Bu aşamada kabloda kalite eşittir standart ve sürdürülebilir ürün noktasında mutabık kaldıysak; farklı olma ve tercih edilme kriterimiz üstün müşteri hizmetleridir. Erse olarak, İngiltere, Almanya olmak üzere tüm Avrupa; Asya, Ortadoğu ve Körfez Bölgeleri’nde 50’den fazla ülkeye ihracat yaptığımızı ifade etmiştim.  Diğer taraftan İstanbul Merkez Ofisimiz başta olmak üzere, Ankara, Bursa, İzmir, Samsun, Adana Bölge Satış Temsilcilikleriyle beraber, yurtiçindeki güçlü bayi sistemi yapısıyla yaygın ve geniş bir satış ağına sahibiz. 
Öncelikle müşteri hizmetleri ve pazarlama faaliyetlerimiz açısından; izlediğimiz değil izlemediğimiz yol hakkında bilgi vermek isterim. Rakiplerimizin çalışmış oldukları firmaları şirket portföyümüze daha ucuz fiyat, daha uzun vade ve verimsiz taleplerini kabul etmek gibi bir strateji izlemiyoruz. 
Müşteri halen iş hayatının en önemli ve değerli unsurudur. Öyle kalmaya da devam edecektir. İlk tercih kriterinin bahsetmiş olduğum sebeplerden ötürü fayda değil fiyat olduğu bir sektörde biz satış yöneticilerinin görevinin piyasadaki optimum fiyatı ve potansiyeli belirlemek; bu fiyat ve potansiyelin işletme şartlarına en uygun ve efektif şekilde kullanılması yönünde kararları vermek olduğuna inanıyorum.
Ürün gruplarında sadeleşme ve uzmanlaşma sağlayarak; verimlilik, maliyet analizi ve iyileştirme faaliyetleriyle; finans ve risk aynı zamanda stok ve gider yönetimi yaparak sektörün en zorlayıcı unsuru olan kârsızlığı;  üretimde hız,  hizmette üstünlük ve kalitede standartlaşma sağlayarak katma değere dönüştürebilmek gerekiyor.
Biz çalıştığımız şirketlere müşteri gözüyle değil birlikte büyüyebileceğimiz, gelişebileceğimiz ve kazanabileceğimiz iş ortakları gözüyle bakıyoruz. Bu bağlamda iş ortaklarımızla organik bağ kurarak fiyat, hizmet ve kalite denkleminde karşılayamayacağımız efektif olmayan talepler karşısında alternatif hizmetler ve seçenekler de sunarak, güçlü bağlara dayanan bir çözüm ortaklığı geliştiriyoruz. 

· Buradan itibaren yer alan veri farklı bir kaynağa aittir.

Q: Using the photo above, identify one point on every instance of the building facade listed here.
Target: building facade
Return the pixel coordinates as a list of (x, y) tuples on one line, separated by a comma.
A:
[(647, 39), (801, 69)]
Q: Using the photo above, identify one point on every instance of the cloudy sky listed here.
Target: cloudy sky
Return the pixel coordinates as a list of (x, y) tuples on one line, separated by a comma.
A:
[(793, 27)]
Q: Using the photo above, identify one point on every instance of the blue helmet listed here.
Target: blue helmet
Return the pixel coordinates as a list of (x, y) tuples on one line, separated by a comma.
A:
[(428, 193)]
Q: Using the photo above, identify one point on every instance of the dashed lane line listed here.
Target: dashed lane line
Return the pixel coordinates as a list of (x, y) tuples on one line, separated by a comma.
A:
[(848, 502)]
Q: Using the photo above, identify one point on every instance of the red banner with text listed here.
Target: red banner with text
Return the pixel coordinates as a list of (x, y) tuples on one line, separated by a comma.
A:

Düzenli olarak gerçekleştirdiğimiz online müşteri memnuniyet anketleri ile ölçümlediğimiz  hizmet ve ürün kalitemiz hakkında almış olduğumuz geri bildirimler gayet mutluluk verici. Bu verilerden hareketle markamızın farklı bir konumda olduğunu ve tam olarak Avrupalı bir üretici olarak kabul edilerek, algılandığımızı rahatlıkla ifade edebilirim.